Clearly, even if we can resolve the issues concerning representativeness and duplicates, simply recording the explicit data will still result in highly unreliable nowcasts or forecasts. Instead, both the explicit and implicit data need to be extracted – together with their context. To reduce the distortions in the collected data, we need to map them accurately and semantically. This can be done with an extensive knowledge representation that includes not only skills or jobs but also education, work experiences, certifications, and more, as well as required levels and the complex relations between the various entities. In this way, we can capture more implicit skills hidden in stipulations about education, qualifications, and experience. In addition, the higher granularity of OJA data is only truly useful if the extracted skills are not clustered or generalized too much in subsequent processing, e.g., into terms like “project management”, “digital skills” or “healthcare” (see our previous post), due to working with overly simplified classifications or taxonomies instead of leveraging comprehensive ontologies with a high level of detail.
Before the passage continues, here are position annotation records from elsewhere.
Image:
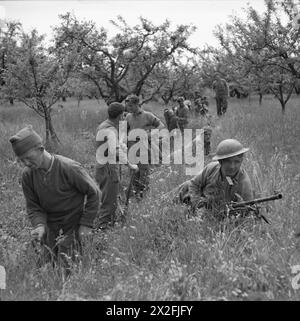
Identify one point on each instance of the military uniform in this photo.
(107, 173)
(221, 90)
(143, 120)
(182, 113)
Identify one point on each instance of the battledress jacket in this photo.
(211, 185)
(65, 195)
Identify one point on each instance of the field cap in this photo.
(24, 140)
(134, 99)
(115, 109)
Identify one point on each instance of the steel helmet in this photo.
(229, 148)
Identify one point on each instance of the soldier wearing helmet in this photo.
(182, 113)
(221, 181)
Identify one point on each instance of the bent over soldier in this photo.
(61, 198)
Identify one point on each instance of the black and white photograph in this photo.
(149, 155)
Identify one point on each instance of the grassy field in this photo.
(161, 254)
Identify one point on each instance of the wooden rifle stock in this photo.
(256, 201)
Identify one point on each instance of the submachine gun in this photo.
(235, 208)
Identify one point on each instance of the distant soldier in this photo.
(61, 198)
(220, 181)
(182, 114)
(207, 137)
(171, 119)
(107, 170)
(221, 90)
(201, 106)
(188, 104)
(139, 118)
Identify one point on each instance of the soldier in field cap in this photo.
(55, 189)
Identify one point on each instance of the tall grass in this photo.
(163, 253)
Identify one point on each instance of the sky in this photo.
(204, 14)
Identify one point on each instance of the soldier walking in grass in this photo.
(61, 198)
(220, 182)
(221, 90)
(107, 167)
(182, 114)
(139, 118)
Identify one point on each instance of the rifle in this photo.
(232, 208)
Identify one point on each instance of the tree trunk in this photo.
(282, 103)
(260, 98)
(52, 140)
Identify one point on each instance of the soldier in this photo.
(171, 119)
(220, 181)
(182, 113)
(107, 168)
(221, 89)
(61, 198)
(139, 118)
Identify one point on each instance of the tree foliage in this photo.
(122, 64)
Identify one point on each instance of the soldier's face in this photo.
(230, 166)
(33, 158)
(132, 108)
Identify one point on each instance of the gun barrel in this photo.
(258, 200)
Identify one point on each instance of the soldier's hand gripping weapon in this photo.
(246, 207)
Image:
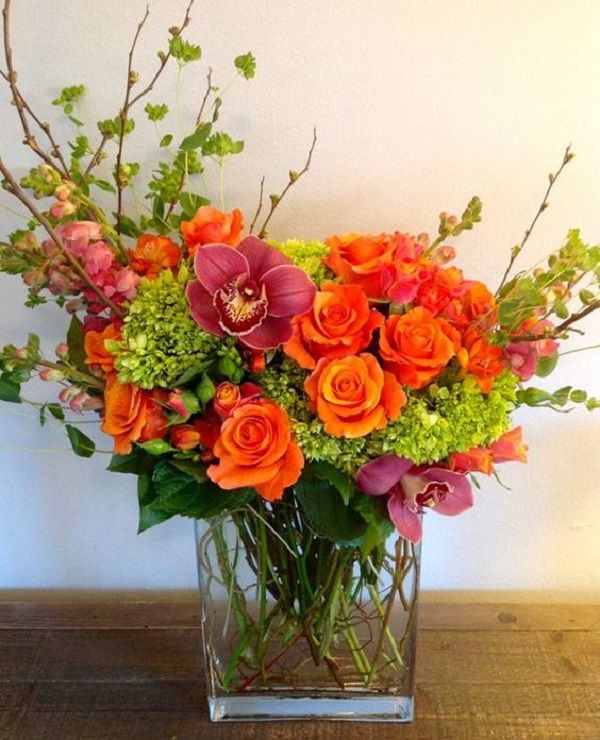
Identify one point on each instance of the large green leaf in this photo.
(327, 513)
(180, 493)
(81, 444)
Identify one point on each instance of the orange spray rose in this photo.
(153, 254)
(211, 226)
(132, 414)
(340, 323)
(256, 448)
(353, 396)
(95, 349)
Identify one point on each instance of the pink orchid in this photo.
(411, 488)
(251, 292)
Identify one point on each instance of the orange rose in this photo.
(477, 306)
(481, 359)
(353, 396)
(95, 349)
(510, 447)
(477, 459)
(132, 414)
(416, 346)
(361, 259)
(340, 323)
(211, 226)
(153, 254)
(256, 448)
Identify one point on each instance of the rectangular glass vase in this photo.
(295, 627)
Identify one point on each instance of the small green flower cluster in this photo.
(161, 341)
(307, 255)
(433, 424)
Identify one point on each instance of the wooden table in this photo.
(132, 670)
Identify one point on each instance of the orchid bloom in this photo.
(251, 292)
(412, 488)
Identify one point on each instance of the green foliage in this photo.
(80, 443)
(160, 338)
(183, 51)
(68, 96)
(221, 145)
(113, 126)
(246, 65)
(156, 112)
(197, 139)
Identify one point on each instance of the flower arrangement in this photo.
(320, 395)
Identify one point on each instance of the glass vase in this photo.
(297, 627)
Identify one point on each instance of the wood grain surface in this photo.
(133, 670)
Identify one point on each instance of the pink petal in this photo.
(406, 521)
(290, 292)
(218, 264)
(271, 333)
(261, 257)
(460, 497)
(202, 308)
(380, 475)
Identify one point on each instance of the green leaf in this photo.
(545, 365)
(136, 462)
(9, 391)
(55, 409)
(75, 340)
(183, 51)
(157, 447)
(146, 495)
(197, 139)
(341, 482)
(246, 65)
(327, 513)
(156, 112)
(196, 470)
(190, 202)
(180, 493)
(80, 443)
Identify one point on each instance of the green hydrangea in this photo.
(307, 255)
(161, 341)
(432, 425)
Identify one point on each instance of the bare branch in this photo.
(294, 177)
(516, 251)
(260, 204)
(16, 190)
(23, 107)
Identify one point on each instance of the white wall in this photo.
(418, 106)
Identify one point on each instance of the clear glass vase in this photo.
(296, 627)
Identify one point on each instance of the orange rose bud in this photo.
(153, 254)
(481, 359)
(185, 437)
(95, 350)
(510, 447)
(353, 396)
(211, 226)
(340, 323)
(476, 460)
(256, 448)
(361, 259)
(132, 414)
(416, 346)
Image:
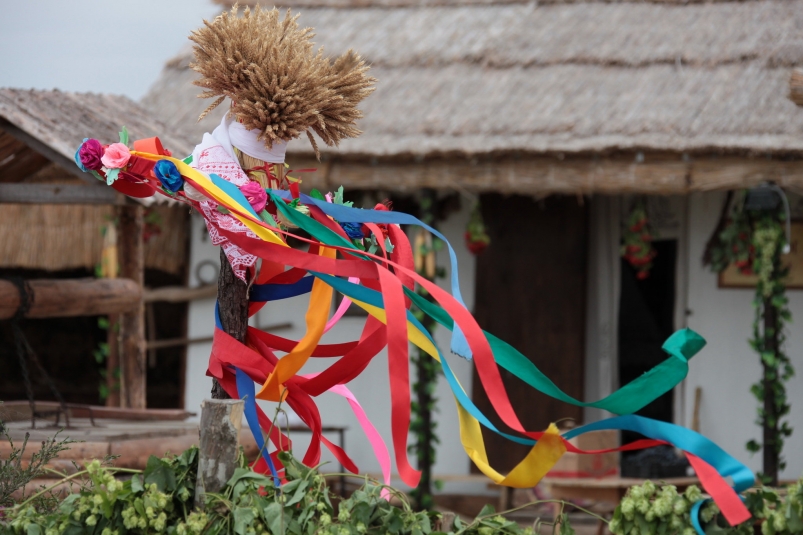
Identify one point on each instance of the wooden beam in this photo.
(59, 194)
(180, 342)
(179, 294)
(45, 150)
(219, 445)
(132, 325)
(651, 174)
(796, 87)
(50, 298)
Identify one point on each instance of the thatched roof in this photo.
(39, 133)
(587, 77)
(59, 121)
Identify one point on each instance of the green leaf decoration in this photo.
(565, 527)
(111, 176)
(159, 472)
(136, 483)
(243, 519)
(273, 516)
(339, 195)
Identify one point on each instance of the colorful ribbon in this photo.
(384, 286)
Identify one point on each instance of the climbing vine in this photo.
(753, 241)
(424, 404)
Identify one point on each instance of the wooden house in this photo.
(555, 115)
(52, 223)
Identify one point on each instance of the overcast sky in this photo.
(103, 46)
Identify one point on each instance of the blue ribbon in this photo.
(681, 437)
(272, 292)
(345, 214)
(247, 393)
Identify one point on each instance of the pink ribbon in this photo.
(377, 443)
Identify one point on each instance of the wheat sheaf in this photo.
(278, 84)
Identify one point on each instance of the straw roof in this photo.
(471, 78)
(61, 120)
(47, 127)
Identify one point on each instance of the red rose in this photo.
(90, 153)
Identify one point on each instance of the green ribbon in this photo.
(681, 346)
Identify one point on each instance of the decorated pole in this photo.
(280, 87)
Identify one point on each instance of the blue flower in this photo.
(78, 156)
(168, 175)
(353, 230)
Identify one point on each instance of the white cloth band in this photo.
(231, 133)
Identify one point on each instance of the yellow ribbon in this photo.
(541, 458)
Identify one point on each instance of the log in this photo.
(132, 324)
(52, 298)
(219, 445)
(179, 294)
(796, 87)
(233, 307)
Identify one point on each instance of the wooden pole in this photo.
(132, 325)
(796, 87)
(113, 362)
(219, 445)
(70, 298)
(232, 296)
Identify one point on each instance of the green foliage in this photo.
(646, 510)
(158, 500)
(637, 247)
(753, 242)
(15, 476)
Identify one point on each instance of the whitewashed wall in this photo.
(727, 366)
(371, 388)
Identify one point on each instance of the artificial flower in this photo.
(193, 193)
(77, 156)
(167, 173)
(116, 156)
(91, 153)
(353, 230)
(256, 195)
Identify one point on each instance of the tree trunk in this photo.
(132, 326)
(232, 295)
(770, 428)
(219, 445)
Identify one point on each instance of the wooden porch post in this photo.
(132, 327)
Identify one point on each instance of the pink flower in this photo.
(116, 156)
(256, 195)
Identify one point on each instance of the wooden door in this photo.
(530, 291)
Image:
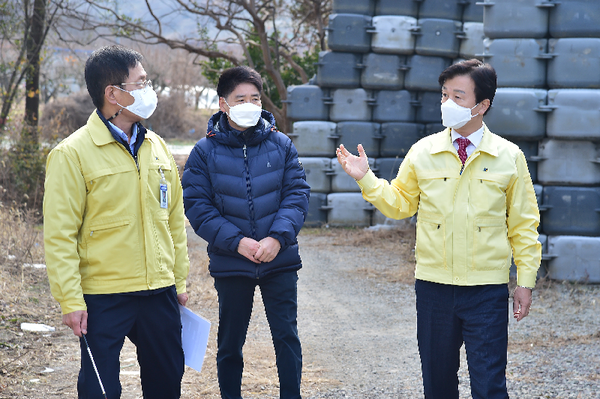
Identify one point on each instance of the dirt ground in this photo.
(356, 322)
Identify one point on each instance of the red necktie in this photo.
(463, 143)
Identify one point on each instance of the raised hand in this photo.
(356, 166)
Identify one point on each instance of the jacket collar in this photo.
(98, 130)
(488, 143)
(102, 133)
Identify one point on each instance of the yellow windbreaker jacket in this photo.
(104, 229)
(469, 224)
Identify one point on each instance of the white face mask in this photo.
(244, 115)
(455, 116)
(144, 102)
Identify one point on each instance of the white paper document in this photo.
(194, 337)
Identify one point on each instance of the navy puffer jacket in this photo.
(248, 184)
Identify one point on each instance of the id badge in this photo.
(163, 196)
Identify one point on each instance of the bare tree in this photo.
(24, 27)
(264, 34)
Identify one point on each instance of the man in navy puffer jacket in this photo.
(245, 193)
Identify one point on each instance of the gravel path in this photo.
(361, 328)
(357, 326)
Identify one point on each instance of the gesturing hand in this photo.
(356, 166)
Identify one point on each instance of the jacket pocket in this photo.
(491, 249)
(431, 241)
(112, 250)
(164, 247)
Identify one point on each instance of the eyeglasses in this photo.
(139, 85)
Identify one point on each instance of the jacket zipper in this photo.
(250, 202)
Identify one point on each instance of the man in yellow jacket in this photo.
(476, 210)
(114, 233)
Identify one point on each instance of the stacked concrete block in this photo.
(376, 85)
(547, 55)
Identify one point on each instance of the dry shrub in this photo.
(173, 119)
(64, 115)
(20, 239)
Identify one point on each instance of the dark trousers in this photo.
(449, 315)
(236, 297)
(153, 324)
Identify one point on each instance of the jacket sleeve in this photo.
(205, 218)
(177, 226)
(397, 199)
(295, 195)
(64, 206)
(523, 219)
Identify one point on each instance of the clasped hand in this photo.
(261, 251)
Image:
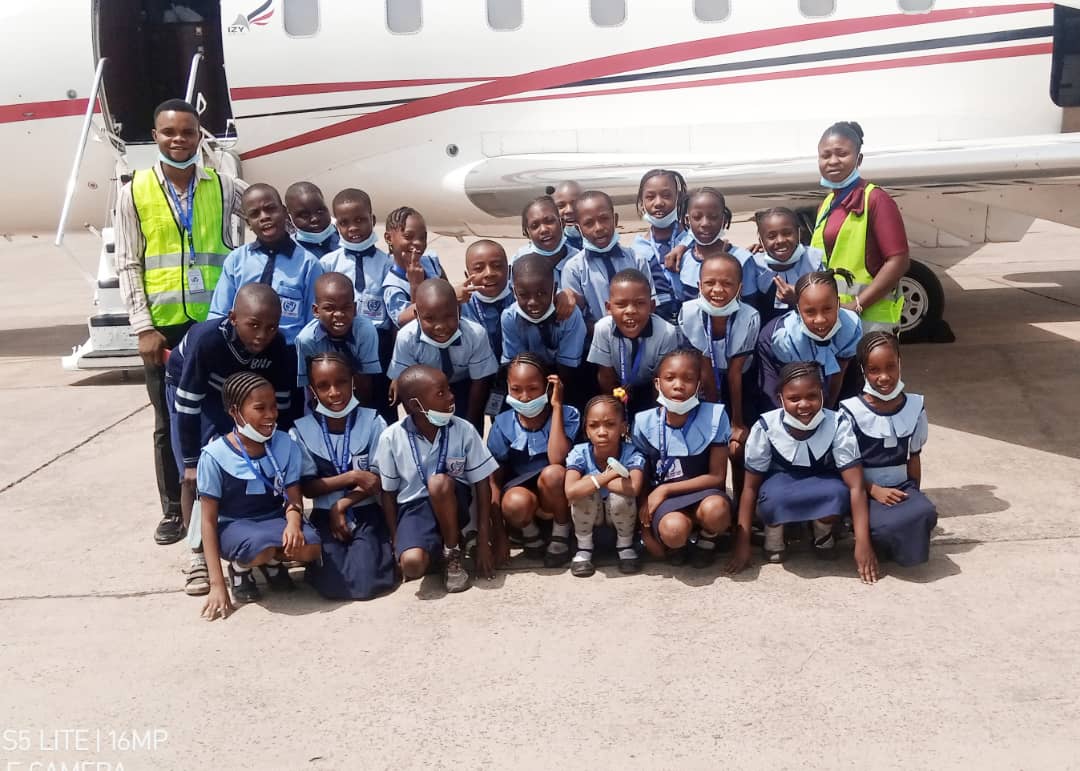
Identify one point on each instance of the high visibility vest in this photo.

And then of course, there is the question of how to analyze the data. We will delve deeper into this in the next post, but for now, this much can be said: Even if we are able to set up the perfect system for extracting all relevant data from OJAs (and candidate profiles for that matter), we are still faced with the challenge of interpreting results – or even just asking the right questions. When it comes to labor market analyses, nowcasting and forecasting, e.g., of skills demand, combining OJA data with external data such as from surveys by NSI promises more robust results as the OJA data can be cross-checked and thus better calibrated, weighted and stratified. However, relevant and timely external data is extremely rare. And we might possibly be facing another issue. It is much easier and cheaper to up- or reskill jobseekers with, say, an online SEO course than with vocational or technical training in MIG/MAG welding. So maybe, just maybe, some of us are not that interested in the true skills demand…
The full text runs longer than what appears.